Dans une enquête, le "New York Times" évalue à 125 millions de dollars les revenus que la nébuleuse Al-Qaïda aurait tiré de rançons depuis 2008, en grande partie payées par la France mais aussi par des voisins européens, notamment au Sahel.

Alors que les gouvernements européens nient verser des rançons pour libérer des ressortissants détenus par Al-Qaïda et ses alliés, le "New York Times" révèle, dans son édition de mardi 29 juillet, que les djihadistes ont récolté au moins 125 millions de dollars américains (93 millions d’euros) grâce aux enlèvements depuis 2008 – dont 66 millions (49 millions d'euros) pour la seule année 2013. Selon les chiffres du département américain du Trésor compilés par le journal, le total serait même de 165 millions de dollars (123 millions d’euros) sur la même période.
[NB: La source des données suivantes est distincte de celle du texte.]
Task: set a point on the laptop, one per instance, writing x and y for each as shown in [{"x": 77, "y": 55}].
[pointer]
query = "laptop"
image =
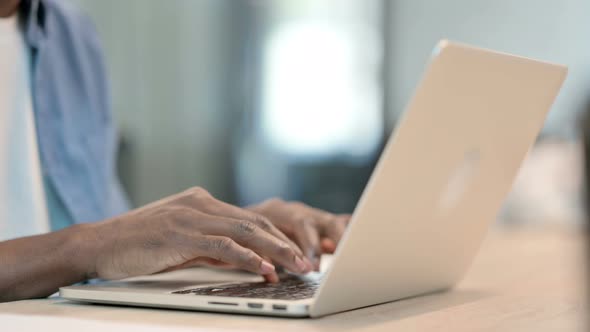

Ces sommes proviendraient dans leur grande majorité de pays européens. Certains paiements ont parfois été déguisés en aide au développement, dévoile le "New York Times" dans un article étayé de nombreux témoignages d'anciens otages, négociateurs, de diplomates et de représentants de gouvernement de 10 pays en Europe, en Afrique et au Moyen-Orient.

Trente millions pour les otages français d’Aqmi en 2013

L'enquête du "New York Times" répertorie plus de 90 millions de dollars (67 millions d’euros) versés à Al-Qaïda au Maghreb islamique (Aqmi, en Afrique du Nord) depuis 2008 par la Suisse, l'Espagne, l'Autriche, par le groupe nucléaire français Areva et deux paiements provenant de sources indéterminées. La seule libération de quatre otages français au Sahel, en octobre 2013, se serait faite en échange d’une rançon de 30 millions d’euros, écrit le "New York Times". Les insurgés Shebab, en Somalie, ont reçu 5,1 millions de dollars de l'Espagne, tandis qu’Al-Qaïda dans la péninsule arabique (Aqpa, au Yémen) a reçu près de 30 millions de dollars en deux versements, l'un du Qatar et d'Oman, l'autre d'origine indéterminée, écrit le quotidien.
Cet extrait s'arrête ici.